This repository is a companion to the paper "Exploring the Potential and Limitations of Deep Learning and Explainable AI for Longitudinal Life Course Analysis" and contains the code required to simulate data and run DL models and create the output plots shown in the paper.
Run the file Data_generation_DAG_gdm.R to generate 12 data sets with names Period1, Period2, etc.
For each data set (Period1, Period2, ...) you run Model_run_postdoc/Main_run_file_gdm.py in the command line with the following arguments:
- Device e.g. 1, 0 or 'cpu'
- Data name, e.g. Period1, Timing3
- Model name, e.g.

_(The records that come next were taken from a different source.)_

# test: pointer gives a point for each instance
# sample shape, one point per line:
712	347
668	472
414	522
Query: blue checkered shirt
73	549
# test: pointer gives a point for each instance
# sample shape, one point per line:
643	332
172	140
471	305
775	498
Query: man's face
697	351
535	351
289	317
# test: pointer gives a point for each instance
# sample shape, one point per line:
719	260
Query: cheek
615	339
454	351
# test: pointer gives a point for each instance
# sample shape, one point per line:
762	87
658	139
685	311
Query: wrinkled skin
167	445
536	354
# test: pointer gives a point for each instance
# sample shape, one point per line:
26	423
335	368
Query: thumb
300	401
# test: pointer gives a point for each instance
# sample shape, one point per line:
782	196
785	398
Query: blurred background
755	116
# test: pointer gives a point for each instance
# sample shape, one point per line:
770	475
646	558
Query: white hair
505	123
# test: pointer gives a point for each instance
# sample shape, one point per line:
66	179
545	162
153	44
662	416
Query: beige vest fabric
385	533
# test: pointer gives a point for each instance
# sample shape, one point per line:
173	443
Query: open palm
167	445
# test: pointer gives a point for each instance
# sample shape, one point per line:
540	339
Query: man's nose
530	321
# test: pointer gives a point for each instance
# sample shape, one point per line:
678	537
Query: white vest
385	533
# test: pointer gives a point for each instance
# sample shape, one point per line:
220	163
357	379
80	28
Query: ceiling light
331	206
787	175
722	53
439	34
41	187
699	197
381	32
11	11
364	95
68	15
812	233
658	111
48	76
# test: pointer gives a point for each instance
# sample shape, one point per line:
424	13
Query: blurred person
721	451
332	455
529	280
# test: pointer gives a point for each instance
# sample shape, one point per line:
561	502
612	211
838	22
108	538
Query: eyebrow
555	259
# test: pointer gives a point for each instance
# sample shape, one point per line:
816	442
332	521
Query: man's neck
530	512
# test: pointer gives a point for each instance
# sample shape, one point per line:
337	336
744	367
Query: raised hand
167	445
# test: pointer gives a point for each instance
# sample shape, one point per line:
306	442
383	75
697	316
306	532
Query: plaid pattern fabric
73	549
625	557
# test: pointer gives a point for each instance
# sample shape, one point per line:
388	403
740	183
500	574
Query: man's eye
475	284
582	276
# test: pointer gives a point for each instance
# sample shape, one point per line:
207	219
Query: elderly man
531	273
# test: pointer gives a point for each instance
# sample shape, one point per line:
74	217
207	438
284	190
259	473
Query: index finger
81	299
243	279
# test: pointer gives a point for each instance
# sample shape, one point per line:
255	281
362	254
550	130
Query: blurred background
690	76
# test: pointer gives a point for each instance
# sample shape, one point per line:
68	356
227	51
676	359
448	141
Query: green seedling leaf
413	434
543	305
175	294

XGBoost, LR, InceptionTime
- Stochasticity, e.g. a number between 0 and 1 to give the number of positive cases switched
- Random seed for training and hyperparameter optimisation (we conducted with 7, 8 and 9 and then averaged the results)
So in a command line this looks like: e.g. python Model_run_postdoc/Main_run_file_gdm.py 0 Period1 LSTMAttention 0.1 7
Then hyperparameter optimisation is conducted and the best model parameters are used for a final training.
Once you have run several models or stochasticity levels (for example), you can run the r script Results_collation/Results collation.R to gather all the different results into one table
Run the r script Plotting/Main_plotting.R, this outputs the plots for the paper, the table and prepares the data for explainability analysis.
To obtain SHAP values and permutation feature importance (PFI) results, run the python script explr_from_outputs_gdm.py with the following arguments (that must match a completed run):
- Device e.g. 1, 0 or 'cpu'
- Data name, e.g. Period1, Timing3
- Model name, e.g. XGBoost, LR, InceptionTime
- Stochasticity, e.g. a number between 0 and 1 to give the number of positive cases switched
- Random seed for training and hyperparameter optimisation (we conducted with 7, 8 and 9 and then averaged the results)
- Whether to run feature importance/ calculate SHAP values, takes "True" or "False"
To plot the explainability results: Run the r script Plotting/XAI_plotting.R to obtain the plots given in the paper.